E não só em investimento público, mas também em investimento privado, porque a gente desenvolveu o conhecimento na Universidade de São Paulo, mas é a Universidade de São Paulo que vai levar isso lá para o hospital e para o paciente. Aquela tecnologia que eu e outros colegas desenvolvemos precisa passar por vários testes de segurança, efetividade e desenvolvimento de protocolos de produção e tudo o mais, que é caro e que não é o papel da universidade desenvolver, é ali que entra o setor público para, assim, desenvolver um produto que possa ser comercializado e que vai ser rentável, mas que no final das contas, quem se beneficia mais é o consumidor final daquele produto, que vai ter, então, aquela doença sendo possivelmente tratada e, quem sabe, até curada. É uma conexão que tem que ser cada vez mais incentivada, que tem que ser cada vez mais facilitada; esse diálogo, essa translação ciência e setor privado tem que acontecer cada vez mais no nosso país. Eu acho que esse é o segredo para o desenvolvimento tecnológico do nosso país.

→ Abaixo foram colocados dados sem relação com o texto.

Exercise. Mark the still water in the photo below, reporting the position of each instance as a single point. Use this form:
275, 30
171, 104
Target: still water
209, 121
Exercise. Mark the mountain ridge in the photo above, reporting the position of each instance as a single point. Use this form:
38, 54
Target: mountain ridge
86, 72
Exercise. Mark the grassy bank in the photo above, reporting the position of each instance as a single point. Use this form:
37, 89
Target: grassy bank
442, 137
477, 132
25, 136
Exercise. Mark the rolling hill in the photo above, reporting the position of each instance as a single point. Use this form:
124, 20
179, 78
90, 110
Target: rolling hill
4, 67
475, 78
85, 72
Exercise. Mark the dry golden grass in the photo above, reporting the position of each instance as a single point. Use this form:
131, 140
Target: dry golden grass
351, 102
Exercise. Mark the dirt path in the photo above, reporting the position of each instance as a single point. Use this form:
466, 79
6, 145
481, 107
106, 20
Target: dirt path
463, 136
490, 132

Schor: Não podia ter sido melhor a nossa conversa, de verdade, Ernesto. Primeiro porque você coloca muita luz em cima do que está acontecendo e você coloca um farol em relação ao que vai acontecer e coloca um pouco de prazo, já está acontecendo. A conversa é muito mais hoje, pelo que eu entendo, de ajustar os passos regulatórios para que isso seja feito de um modo adequado do que fazer com que exista essa possibilidade. E você coloca isso muito claramente. A iniciativa privada levando isso para frente a partir da universidade, mas com quem consiga entender, pensar, modificar, dar as soluções para os problemas que irão acontecer, no financiamento da iniciativa privada com aplicações tão específicas, e você mostrou isso já algumas vezes e tem publicado sobre isso.

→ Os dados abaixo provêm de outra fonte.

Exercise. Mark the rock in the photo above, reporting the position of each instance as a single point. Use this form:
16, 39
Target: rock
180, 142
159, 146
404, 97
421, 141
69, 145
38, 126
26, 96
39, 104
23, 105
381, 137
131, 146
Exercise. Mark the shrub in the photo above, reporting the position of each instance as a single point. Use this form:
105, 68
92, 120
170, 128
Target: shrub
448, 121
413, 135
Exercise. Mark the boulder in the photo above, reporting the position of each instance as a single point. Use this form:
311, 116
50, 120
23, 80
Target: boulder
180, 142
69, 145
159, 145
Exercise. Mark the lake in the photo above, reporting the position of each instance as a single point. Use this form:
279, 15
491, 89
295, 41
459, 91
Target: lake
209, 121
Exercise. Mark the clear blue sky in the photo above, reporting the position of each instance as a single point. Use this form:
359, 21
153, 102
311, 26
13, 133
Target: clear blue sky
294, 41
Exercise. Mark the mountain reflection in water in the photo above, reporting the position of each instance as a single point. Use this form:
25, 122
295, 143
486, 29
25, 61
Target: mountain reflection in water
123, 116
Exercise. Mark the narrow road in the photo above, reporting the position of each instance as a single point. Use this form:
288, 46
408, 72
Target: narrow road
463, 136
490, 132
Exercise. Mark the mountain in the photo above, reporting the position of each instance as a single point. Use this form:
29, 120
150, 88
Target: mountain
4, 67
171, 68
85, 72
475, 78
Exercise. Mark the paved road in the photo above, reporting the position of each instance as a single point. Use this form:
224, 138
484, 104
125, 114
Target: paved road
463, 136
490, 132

Você realmente consegue desdiferenciar uma célula de pele e transformar isso em uma célula que pode ser modificada em um ambiente, e aí essa importância de você trabalhar com ambientes sem gravidade, porque sabemos da importância do ambiente local na diferenciação da célula. São muitas variáveis que entram em jogo e você está dominando como um super alquimista várias delas, todas elas, e eu acho que é uma delícia te ouvir e, com certeza, não é só uma esperança, é legal a gente ver que tem um pensamento em frente para o bem de um e para o bem de todas as pessoas e você está liderando isso, então, obrigado de novo. Parabéns pelo trabalho, Ernesto.

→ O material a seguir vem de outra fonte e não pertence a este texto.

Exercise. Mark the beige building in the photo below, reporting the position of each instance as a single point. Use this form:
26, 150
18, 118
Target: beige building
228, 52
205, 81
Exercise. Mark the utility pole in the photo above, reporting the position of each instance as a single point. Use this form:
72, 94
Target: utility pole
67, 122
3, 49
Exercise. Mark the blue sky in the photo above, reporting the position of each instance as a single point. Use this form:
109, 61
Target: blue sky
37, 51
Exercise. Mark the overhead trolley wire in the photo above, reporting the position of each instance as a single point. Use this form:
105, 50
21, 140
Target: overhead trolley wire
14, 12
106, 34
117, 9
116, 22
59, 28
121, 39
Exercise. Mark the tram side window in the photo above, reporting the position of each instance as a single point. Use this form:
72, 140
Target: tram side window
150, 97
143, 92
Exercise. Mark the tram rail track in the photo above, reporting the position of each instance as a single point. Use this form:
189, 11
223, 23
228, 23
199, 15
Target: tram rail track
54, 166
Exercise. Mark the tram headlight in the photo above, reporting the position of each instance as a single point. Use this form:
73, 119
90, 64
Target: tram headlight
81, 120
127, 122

Goulart: Obrigado, Paulo, um prazer falar com você. Agradeço novamente o convite e que essa mentalidade, nessa cultura que é muito clara também em você, de comunicar ciência, de mostrar a relevância da ciência e também da necessidade de a gente estabelecer uma estrutura de translação mais funcional da ciência brasileira para o mercado, para o desenvolvimento de produtos, eu acho que isso tem que ser ecoado, tem que ser multiplicado. E eu fico muito feliz de participar, de contribuir um pouquinho, bem singelamente, para que esse discurso seja reverberado. Obrigado!